Pastors from across Texas gathered at the Capitol Thursday to show their support for bathroom privacy legislation.

The rally and day of advocacy comes two days after about 300 people, including pastors from different denominations and religions, gathered at the Capitol to speak out against the bills.

The group that gathered Thursday said Senate Bill 3 by Senator Lois Kolkhorst (R-Brenham) and House Bill 46 by Representative Ron Simmons (R-Carrollton) are common sense legislation that will protect the privacy of women. Senate Bill 3 will require people use multiple occupancy restrooms, showers and changing facilities according to the sex on their birth certificate or state issued ID in state and city owned buildings and public schools. House Bill 46 prohibits cities and schools from making policies regulating bathrooms, but makes no mention of sex or gender.

"There should be just some boundaries that we have," Senator Kolkhorst told the crowd.

"I am not scared to profess, to say that the Lord God saw it this way and I believe this is what we should do," she added.

"We do not want our 12-year-old boys and girls being forced to shower and change together in our schools," Representative Simmons said to the crowd. "How hard can that be? And yet when you talk about it, when you talk about it to the other side they wanna say well that's not happening.Well then fine, this bill won't be an issue when we pass it."

Once the group of about 150 people finished rallying, they went inside to meet with lawmakers and voice their support of the bill.

A few hours later, families of transgender Texans met with the president of the Human Rights Campaign inside a Capitol office to discuss how the bathroom bills would impact their lives.

"She wants to go back to school and there's nothing I can do to prevent what would happen to her if we were to go back," said Chelsa Morrison who's daughter is transgender.
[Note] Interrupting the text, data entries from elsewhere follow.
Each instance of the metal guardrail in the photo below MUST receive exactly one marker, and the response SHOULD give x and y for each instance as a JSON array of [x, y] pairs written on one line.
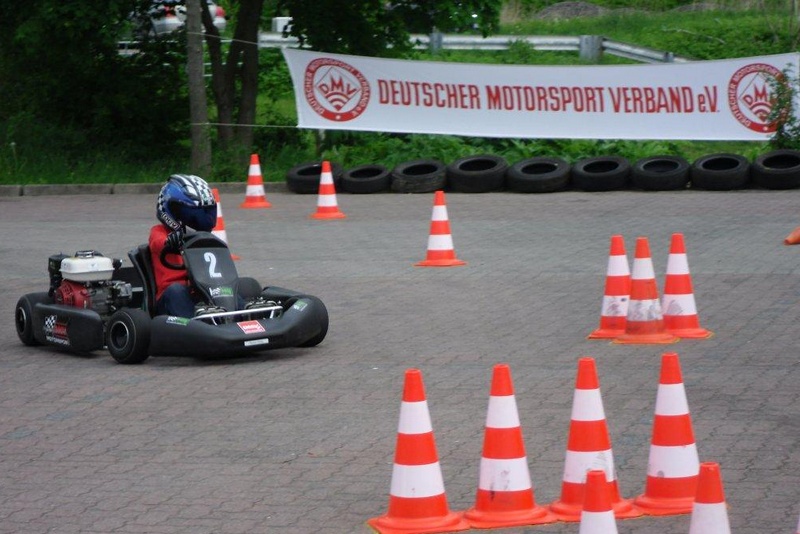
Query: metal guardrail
[[590, 47]]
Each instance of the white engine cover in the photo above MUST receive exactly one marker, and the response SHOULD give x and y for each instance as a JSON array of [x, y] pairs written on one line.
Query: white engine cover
[[88, 269]]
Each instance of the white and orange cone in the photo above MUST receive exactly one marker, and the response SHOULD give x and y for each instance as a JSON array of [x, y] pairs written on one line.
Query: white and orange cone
[[219, 228], [597, 516], [678, 304], [505, 496], [645, 322], [255, 197], [417, 500], [614, 313], [673, 464], [440, 241], [588, 448], [709, 512], [327, 205]]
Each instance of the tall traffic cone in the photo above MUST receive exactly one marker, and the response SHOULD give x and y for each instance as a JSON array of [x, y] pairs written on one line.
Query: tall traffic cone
[[440, 242], [678, 305], [597, 516], [417, 501], [645, 322], [219, 228], [709, 512], [588, 447], [327, 207], [255, 196], [505, 494], [673, 464], [614, 313]]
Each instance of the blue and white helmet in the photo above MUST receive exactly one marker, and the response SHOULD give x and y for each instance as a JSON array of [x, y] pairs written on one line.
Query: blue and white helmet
[[186, 200]]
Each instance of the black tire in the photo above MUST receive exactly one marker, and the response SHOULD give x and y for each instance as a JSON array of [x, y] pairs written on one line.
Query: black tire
[[720, 172], [660, 173], [366, 179], [322, 314], [477, 174], [128, 336], [23, 316], [778, 169], [538, 175], [601, 173], [419, 176], [303, 179]]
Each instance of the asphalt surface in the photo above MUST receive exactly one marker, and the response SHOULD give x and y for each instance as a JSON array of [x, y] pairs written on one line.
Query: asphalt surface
[[303, 440]]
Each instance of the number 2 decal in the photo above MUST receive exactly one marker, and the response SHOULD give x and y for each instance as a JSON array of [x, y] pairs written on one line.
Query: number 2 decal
[[212, 265]]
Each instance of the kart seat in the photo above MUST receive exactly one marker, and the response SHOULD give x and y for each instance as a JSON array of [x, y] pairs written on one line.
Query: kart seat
[[143, 263]]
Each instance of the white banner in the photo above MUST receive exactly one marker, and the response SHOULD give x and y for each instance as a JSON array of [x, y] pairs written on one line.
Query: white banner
[[709, 100]]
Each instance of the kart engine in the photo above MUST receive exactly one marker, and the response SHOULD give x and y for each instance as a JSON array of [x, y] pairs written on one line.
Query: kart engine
[[84, 281]]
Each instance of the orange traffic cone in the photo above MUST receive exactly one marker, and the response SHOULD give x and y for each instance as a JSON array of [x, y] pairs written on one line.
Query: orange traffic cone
[[793, 239], [588, 447], [254, 196], [327, 207], [505, 494], [678, 305], [673, 464], [440, 242], [597, 516], [417, 502], [709, 512], [219, 228], [645, 322], [614, 313]]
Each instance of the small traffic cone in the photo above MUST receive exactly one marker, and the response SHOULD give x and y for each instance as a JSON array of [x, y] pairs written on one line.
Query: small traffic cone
[[505, 494], [645, 322], [417, 501], [709, 512], [255, 196], [678, 305], [793, 239], [327, 207], [219, 228], [440, 241], [588, 448], [614, 313], [673, 464], [597, 516]]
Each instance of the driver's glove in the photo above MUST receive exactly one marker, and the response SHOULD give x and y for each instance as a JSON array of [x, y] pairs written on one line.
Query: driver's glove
[[174, 242]]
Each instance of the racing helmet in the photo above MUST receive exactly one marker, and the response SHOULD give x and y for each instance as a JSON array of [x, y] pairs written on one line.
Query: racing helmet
[[186, 200]]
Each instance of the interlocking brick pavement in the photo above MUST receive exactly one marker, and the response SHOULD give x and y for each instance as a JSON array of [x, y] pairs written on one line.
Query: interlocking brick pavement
[[302, 440]]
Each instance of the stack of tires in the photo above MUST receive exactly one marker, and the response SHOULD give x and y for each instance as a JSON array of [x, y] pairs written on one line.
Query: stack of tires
[[484, 173]]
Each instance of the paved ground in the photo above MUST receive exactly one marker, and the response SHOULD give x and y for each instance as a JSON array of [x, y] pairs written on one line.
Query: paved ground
[[302, 440]]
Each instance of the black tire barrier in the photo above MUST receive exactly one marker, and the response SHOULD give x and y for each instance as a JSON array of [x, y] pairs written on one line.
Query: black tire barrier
[[366, 179], [601, 173], [720, 172], [778, 169], [303, 179], [477, 174], [419, 176], [660, 173], [538, 175]]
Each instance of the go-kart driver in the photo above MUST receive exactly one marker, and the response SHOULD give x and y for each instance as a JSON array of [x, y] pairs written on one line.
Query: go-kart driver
[[185, 201]]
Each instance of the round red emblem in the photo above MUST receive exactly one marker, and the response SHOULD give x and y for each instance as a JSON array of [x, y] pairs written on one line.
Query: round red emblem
[[335, 90]]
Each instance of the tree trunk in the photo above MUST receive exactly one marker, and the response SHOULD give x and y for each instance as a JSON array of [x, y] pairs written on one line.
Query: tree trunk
[[198, 106]]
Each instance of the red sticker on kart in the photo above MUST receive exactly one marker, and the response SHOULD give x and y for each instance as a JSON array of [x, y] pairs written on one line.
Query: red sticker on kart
[[251, 327]]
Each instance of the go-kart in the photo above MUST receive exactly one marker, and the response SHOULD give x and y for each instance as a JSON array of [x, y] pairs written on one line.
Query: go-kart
[[95, 302]]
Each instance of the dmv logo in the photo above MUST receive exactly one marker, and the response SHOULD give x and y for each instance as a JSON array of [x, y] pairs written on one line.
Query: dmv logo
[[335, 90]]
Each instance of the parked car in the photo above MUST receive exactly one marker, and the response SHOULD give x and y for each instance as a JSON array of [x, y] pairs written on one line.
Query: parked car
[[166, 16]]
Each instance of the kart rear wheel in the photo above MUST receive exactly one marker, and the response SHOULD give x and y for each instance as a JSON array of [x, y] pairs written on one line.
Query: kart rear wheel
[[322, 314], [23, 316], [128, 336]]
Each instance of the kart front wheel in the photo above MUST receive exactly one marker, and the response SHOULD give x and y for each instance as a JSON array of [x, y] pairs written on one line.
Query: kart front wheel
[[23, 316], [128, 336]]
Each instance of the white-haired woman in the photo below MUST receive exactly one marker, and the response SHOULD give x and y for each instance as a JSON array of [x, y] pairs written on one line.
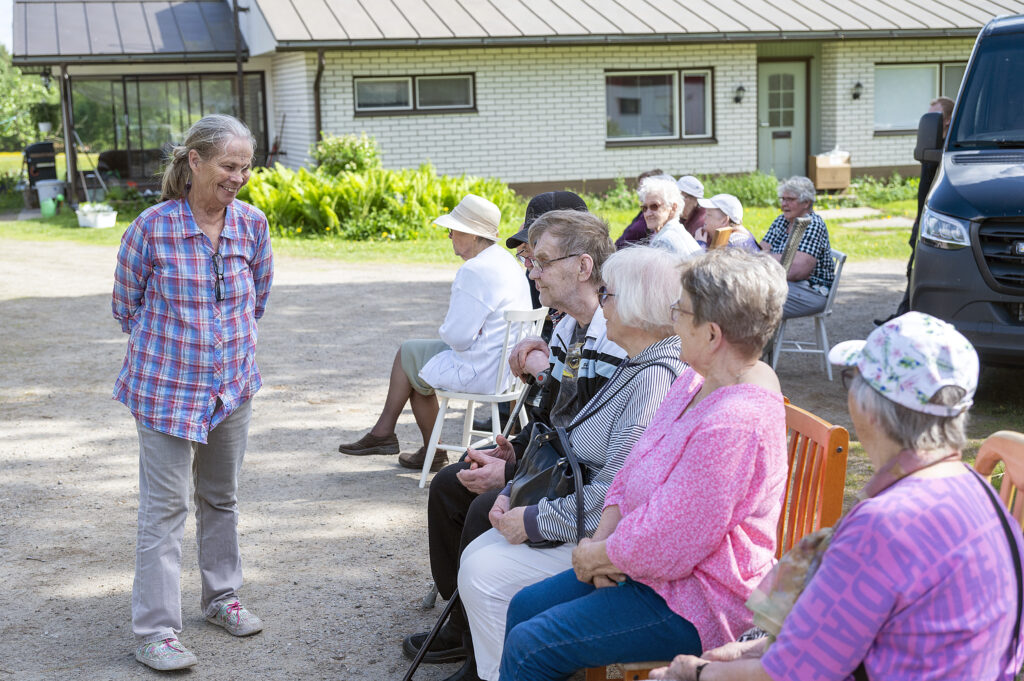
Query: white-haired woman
[[918, 581], [640, 285], [812, 272], [193, 278], [724, 210], [688, 526], [662, 204]]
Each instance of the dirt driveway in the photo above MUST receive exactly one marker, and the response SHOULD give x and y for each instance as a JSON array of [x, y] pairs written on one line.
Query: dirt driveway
[[334, 547]]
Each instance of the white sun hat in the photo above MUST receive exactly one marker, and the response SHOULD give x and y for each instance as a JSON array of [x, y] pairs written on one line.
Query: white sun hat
[[909, 358], [474, 215]]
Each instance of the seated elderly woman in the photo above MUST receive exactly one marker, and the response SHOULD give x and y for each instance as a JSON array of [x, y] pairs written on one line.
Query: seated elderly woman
[[689, 523], [724, 210], [640, 285], [464, 359], [662, 205], [918, 581], [812, 271]]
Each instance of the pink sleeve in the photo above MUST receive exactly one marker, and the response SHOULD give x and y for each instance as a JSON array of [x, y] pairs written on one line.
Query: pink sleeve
[[836, 620], [687, 516]]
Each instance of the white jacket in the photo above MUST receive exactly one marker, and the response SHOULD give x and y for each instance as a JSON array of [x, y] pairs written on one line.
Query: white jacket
[[474, 327]]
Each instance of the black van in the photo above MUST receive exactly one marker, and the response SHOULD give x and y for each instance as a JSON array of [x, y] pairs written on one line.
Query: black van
[[969, 266]]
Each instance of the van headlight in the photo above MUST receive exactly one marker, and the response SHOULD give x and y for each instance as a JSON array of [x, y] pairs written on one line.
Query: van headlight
[[944, 231]]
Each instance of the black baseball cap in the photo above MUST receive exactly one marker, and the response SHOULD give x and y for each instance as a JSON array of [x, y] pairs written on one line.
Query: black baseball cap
[[540, 205]]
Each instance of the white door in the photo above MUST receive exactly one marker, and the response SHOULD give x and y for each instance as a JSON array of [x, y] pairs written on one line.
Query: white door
[[782, 118]]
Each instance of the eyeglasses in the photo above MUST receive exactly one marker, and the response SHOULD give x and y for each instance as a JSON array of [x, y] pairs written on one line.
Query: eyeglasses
[[539, 264], [218, 269], [676, 311], [525, 260]]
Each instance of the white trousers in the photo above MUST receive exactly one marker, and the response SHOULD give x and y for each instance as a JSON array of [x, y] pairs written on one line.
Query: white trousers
[[491, 572]]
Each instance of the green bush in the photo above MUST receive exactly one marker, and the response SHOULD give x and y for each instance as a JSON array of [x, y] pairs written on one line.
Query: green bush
[[373, 204], [347, 154], [870, 192], [755, 188]]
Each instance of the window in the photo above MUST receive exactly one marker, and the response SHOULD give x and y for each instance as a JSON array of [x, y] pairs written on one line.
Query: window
[[414, 93], [902, 91], [644, 105]]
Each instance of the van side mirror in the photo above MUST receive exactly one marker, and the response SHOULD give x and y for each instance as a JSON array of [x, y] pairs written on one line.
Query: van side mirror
[[930, 138]]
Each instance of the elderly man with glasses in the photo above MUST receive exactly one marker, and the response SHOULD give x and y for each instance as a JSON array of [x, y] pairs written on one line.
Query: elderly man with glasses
[[812, 271], [565, 268]]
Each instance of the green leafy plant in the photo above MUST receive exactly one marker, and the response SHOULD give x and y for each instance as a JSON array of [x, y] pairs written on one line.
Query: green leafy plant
[[347, 154], [393, 205]]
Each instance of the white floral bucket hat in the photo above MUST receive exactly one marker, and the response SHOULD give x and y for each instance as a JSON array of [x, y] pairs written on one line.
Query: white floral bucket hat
[[909, 358]]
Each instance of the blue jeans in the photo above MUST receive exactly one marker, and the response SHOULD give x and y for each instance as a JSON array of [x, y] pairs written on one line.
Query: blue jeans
[[560, 625]]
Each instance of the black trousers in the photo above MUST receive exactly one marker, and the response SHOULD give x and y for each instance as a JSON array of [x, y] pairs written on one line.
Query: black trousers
[[455, 517]]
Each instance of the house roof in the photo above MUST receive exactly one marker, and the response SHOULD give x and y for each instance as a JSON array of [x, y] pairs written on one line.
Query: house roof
[[107, 31], [308, 24]]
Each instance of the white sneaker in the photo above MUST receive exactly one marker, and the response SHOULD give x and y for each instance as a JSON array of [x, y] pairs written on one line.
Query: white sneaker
[[166, 654], [236, 619]]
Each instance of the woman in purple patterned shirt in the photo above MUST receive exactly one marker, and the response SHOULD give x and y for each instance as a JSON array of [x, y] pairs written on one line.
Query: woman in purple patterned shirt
[[918, 581]]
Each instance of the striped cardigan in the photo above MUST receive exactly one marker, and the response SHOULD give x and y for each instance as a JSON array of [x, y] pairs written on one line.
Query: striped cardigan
[[602, 441]]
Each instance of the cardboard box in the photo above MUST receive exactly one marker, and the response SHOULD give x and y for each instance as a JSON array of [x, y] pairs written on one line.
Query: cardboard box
[[826, 173]]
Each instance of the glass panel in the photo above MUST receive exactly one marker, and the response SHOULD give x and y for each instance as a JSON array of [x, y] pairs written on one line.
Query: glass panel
[[218, 95], [902, 94], [444, 92], [389, 93], [990, 109], [952, 75], [651, 112], [695, 105]]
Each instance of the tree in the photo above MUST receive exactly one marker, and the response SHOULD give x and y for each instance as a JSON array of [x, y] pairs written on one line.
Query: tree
[[19, 99]]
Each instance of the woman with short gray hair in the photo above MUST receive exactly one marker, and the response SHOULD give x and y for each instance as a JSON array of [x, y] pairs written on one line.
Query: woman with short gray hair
[[812, 272], [918, 580], [662, 205], [192, 281], [688, 527]]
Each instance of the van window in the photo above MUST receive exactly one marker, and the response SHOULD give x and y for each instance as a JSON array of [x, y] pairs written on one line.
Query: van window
[[990, 111]]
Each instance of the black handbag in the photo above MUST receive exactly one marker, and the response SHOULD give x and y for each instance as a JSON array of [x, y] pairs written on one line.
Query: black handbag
[[551, 470]]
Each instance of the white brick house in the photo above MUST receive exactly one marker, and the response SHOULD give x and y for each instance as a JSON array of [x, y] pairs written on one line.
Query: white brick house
[[557, 92]]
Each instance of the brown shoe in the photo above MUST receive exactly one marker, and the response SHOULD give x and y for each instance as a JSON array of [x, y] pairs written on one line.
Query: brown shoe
[[371, 444], [415, 459]]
Morrison said the school her 9-year-old daughter Marilyn used to attend refused to change her name in the school's system and constantly asked her about which restroom she was using. She explained her child was forced to use adult restrooms or the restroom in the nurse's office, which were sometimes on the opposite side of the campus. And that she was outed by school officials.

"God loves everyone. He doesn't just love people who aren't trans," said Marilyn.

"And I think that these legislators have forgotten that we all know they're using our kids as political pawns," Morrison added.

"Our collective message to Texas lawmakers is this, stop these hateful and shameful attacks against the very people that you were elected to serve and to protect," said Chad Griffin, President of the Human Rights Campaign.

Meanwhile, executives from 11 companies, including Frito-Lay, Neiman Marcus and JP Morgan Chase, sent a letter to the Governor Thursday stating their opposition to bathroom legislation.

RELATED: Nearly a dozen leaders send Gov. Abbott letter opposing bathroom legislation

So what's the status of the bathroom bills? Senator Kolkhorst's bill was passed by the Senate and sent to the House. It has not yet been assigned to a committee. The bill by Representative Simmons has been referred to a House Committee. A hearing on the bill hasn't been scheduled.